Kesibukanku di sekolah memang selalu kujadikan alasan untuk tak bisa pulang ke rumah Bapak. Bahkan sejak Bapak divonis stroke akibat terlalu terpukul karena kepergian Ibu, aku tetap fokus pada pekerjaanku. Namun aku tak berbohong, karena memang begitu adanya. Bukankah hal seperti ini yang selalu diinginkan Bapak sejak dulu? Menjadi seorang guru yang bermanfaat tak hanya untuk murid-muridnya, tetapi juga bagi masyarakat luas.
"Aku datang ke sini untuk menjenguk Bapak, Rin, bukan untuk bertengkar denganmu lagi," jawabku.
"Terlambat, Mas!" seru Rina yang suaranya semakin keras.
Aku hampir saja berdiri jika saja Bapak tak mengerang dengan keras hingga membuat kami berdua berebut mengajukan pertanyaan tentang kondisinya.

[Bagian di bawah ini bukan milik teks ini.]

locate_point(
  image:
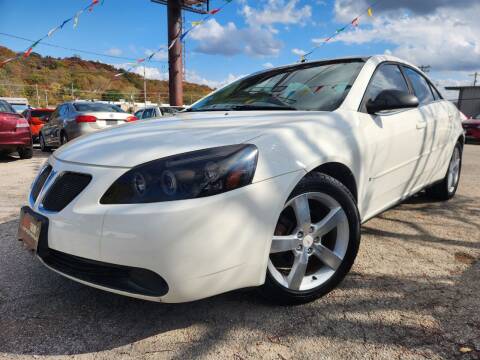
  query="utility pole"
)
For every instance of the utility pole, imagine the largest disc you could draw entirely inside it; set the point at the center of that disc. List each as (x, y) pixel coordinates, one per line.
(175, 73)
(144, 87)
(38, 97)
(475, 76)
(175, 58)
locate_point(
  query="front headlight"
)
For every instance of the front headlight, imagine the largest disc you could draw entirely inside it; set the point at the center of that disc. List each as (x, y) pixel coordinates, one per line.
(185, 176)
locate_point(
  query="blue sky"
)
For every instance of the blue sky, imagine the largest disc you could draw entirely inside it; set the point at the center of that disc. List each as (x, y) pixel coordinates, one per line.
(250, 35)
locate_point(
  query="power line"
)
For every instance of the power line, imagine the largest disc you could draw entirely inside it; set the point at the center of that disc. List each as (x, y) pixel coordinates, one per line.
(76, 50)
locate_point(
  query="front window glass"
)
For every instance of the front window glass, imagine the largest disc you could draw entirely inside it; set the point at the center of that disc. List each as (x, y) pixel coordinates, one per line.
(19, 108)
(96, 107)
(387, 77)
(43, 115)
(420, 86)
(320, 87)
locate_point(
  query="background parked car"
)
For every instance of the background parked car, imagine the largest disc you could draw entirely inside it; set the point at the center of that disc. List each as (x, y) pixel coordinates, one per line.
(18, 104)
(15, 132)
(73, 119)
(157, 111)
(37, 118)
(472, 128)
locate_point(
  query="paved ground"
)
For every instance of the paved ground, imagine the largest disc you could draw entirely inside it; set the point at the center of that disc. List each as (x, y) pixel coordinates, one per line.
(414, 292)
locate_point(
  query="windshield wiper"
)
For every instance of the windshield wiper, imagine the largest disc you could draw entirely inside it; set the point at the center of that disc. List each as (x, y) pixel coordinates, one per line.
(260, 107)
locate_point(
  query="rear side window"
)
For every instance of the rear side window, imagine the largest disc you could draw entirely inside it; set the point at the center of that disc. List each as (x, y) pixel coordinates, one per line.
(96, 107)
(387, 77)
(420, 86)
(6, 107)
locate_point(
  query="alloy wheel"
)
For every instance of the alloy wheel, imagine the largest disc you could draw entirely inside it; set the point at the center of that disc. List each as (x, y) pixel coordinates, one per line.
(310, 241)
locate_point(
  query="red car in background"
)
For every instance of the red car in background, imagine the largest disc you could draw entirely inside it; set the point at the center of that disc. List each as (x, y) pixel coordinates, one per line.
(472, 128)
(37, 118)
(15, 135)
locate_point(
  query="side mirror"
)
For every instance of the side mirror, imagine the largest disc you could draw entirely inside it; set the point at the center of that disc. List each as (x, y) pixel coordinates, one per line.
(391, 100)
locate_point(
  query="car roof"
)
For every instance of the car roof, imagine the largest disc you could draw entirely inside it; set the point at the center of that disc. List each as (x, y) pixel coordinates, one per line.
(373, 58)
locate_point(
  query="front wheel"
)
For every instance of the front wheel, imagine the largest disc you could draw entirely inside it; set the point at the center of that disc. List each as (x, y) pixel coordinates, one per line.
(446, 189)
(315, 241)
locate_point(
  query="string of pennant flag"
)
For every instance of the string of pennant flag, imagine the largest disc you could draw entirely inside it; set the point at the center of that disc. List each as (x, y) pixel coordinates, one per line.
(354, 23)
(180, 37)
(75, 19)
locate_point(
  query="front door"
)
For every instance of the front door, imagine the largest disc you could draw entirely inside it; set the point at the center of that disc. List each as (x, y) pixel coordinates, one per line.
(395, 140)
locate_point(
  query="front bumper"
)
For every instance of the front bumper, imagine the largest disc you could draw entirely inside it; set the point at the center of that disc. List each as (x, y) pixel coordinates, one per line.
(200, 247)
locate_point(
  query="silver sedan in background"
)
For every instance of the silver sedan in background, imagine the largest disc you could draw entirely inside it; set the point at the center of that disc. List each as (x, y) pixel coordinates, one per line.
(73, 119)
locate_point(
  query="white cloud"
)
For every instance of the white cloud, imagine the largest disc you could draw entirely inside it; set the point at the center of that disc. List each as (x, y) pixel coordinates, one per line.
(441, 36)
(214, 38)
(278, 12)
(154, 73)
(298, 52)
(114, 52)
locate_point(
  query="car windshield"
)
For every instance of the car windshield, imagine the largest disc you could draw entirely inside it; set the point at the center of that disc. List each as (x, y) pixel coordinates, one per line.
(96, 107)
(42, 114)
(6, 107)
(19, 108)
(320, 86)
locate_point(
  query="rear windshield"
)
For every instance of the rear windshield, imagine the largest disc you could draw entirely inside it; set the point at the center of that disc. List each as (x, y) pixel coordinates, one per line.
(19, 108)
(96, 107)
(42, 114)
(6, 107)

Aku sungguh terkejut saat melihat Bapak. Beberapa detik, aku bahkan bertukar pandang dengan Rina yang tampak sangat merasa bersalah. Karena ternyata Bapak bukan mengerang karena penyakitnya. Namun ia menangis teramat keras. Suara tangisan itu begitu memilukan karena bercampur dengan usahanya untuk mengeluarkan sebuah kalimat. Mungkin Bapak ingin kembali menasihati kami seperti yang selalu ia lakukan dulu.
"Maafkan Rina, Pak!" ucap Rina bergetar. Dari ujung matanya, beberapa tetes air mata mulai berjatuhan. "Rina yang salah." Â
 Aku mengembuskan napas panjang menatap Rina bersimpuh di kaki Bapak. Segala omelan yang sudah terancang rapi dalam pikiran, yang siap kumuntahkan padanya, kini sirna.
***
Bapak adalah imam musala di dekat rumah. Pekerjaan sehari-harinya adalah petani. Tentu saja Bapak tak mengolah tanahnya sendiri, melainkan milik seorang guru yang dermawan di kampung tempat kami tinggal. Karena pekerjaannya yang baik dan selalu bisa diandalkan serta bisa dipercaya, pemilik tanah itu selalu memberikan sebuah buku untuk Bapak yang memang selalu haus akan ilmu.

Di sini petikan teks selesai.